Dans la ligne de mire du président de la République, Al Karama Holding était censée enrichir l'Etat en lui versant les revenus provenant de la cession des entreprises confisquées au lendemain de la révolution de 2011. Onze ans après sa création, il s'avère que les dirigeants de la holding ont préféré se servir d'abord.

Des sociétés en faillite, des salariés non payés, d'autres licenciés sans aucune indemnité, le bilan d'Al Karama Holding n'est pas en demi-teinte, il est désastreux.
L'Etat a chargé cette holding en 2012 de céder toutes les sociétés confisquées pour son propre compte ou le compte de l'Etat. 22 sociétés ou groupes de sociétés confisquées se sont retrouvées du jour au lendemain dans son portefeuille.
Théoriquement, ces sociétés confisquées appartenaient aux symboles de la corruption de l'ancien régime de Ben Ali. Partant, Al Karama Holding se devait d'être un modèle de la bonne gouvernance afin de montrer aux Tunisiens que le pays a vraiment tourné la page de la corruption et de la mauvaise gestion.

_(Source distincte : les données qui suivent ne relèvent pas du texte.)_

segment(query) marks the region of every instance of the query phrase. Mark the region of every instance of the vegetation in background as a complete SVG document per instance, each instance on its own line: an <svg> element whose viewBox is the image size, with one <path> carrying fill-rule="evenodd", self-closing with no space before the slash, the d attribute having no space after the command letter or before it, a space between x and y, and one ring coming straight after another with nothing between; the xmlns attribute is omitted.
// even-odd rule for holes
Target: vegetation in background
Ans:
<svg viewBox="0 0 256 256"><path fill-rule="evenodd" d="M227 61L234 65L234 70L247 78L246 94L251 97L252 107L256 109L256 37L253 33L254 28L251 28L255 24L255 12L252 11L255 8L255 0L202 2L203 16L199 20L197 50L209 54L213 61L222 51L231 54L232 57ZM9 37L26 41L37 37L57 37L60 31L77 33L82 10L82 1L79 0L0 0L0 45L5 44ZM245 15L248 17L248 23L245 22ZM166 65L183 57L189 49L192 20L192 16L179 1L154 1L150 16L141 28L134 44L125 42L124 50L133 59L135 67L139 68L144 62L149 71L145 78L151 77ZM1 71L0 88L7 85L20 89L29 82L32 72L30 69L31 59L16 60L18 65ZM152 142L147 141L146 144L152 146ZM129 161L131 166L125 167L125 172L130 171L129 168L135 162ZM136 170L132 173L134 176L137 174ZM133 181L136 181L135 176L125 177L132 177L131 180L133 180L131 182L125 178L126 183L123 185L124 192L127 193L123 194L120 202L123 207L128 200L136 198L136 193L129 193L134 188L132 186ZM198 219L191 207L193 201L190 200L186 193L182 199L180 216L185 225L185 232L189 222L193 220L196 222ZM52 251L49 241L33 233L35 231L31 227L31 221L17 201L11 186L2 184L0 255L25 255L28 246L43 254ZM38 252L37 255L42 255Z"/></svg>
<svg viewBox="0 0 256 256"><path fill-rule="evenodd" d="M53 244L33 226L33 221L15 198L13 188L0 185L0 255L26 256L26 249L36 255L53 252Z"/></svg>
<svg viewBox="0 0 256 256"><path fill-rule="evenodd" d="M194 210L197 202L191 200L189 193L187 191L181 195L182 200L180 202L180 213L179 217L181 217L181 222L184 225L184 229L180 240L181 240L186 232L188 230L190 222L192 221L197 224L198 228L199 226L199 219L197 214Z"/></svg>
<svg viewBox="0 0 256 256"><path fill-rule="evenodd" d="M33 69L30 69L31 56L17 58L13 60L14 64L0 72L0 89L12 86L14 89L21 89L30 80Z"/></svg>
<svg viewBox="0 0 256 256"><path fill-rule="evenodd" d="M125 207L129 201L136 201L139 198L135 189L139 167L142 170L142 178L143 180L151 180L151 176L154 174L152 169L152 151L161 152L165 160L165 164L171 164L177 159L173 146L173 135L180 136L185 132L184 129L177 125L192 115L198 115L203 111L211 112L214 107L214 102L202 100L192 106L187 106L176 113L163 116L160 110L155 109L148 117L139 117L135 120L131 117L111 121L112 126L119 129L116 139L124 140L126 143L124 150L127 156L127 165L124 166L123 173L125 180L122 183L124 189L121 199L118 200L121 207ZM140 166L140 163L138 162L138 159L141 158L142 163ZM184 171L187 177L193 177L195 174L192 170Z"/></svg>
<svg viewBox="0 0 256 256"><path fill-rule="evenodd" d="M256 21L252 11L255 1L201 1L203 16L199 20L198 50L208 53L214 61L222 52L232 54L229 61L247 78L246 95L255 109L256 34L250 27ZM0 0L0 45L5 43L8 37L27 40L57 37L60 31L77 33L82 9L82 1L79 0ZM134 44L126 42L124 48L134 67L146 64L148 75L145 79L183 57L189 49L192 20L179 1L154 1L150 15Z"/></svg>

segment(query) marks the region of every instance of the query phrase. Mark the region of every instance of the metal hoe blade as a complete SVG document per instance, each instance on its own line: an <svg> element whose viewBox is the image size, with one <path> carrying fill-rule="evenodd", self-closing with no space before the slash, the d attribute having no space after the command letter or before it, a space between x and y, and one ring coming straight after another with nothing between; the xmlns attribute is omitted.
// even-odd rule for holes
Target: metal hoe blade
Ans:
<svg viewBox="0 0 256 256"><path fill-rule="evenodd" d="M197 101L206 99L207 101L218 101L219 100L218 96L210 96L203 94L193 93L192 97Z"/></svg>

Onze ans après, Al Karama Holding présente toutes les preuves que rien n'a changé dans le pays, que la mauvaise gouvernance est la règle. Pire, depuis le jeudi 7 décembre 2023, les Tunisiens découvrent que les gestionnaires de la holding se sont octroyés des salaires mirobolants, appliquant à la lettre le dicton tunisien : « ما تصح الصدقة إلا ما يتززاو مالّي الدّار » (L'aumône n'est viable que si les habitants de la maison se servent d'abord).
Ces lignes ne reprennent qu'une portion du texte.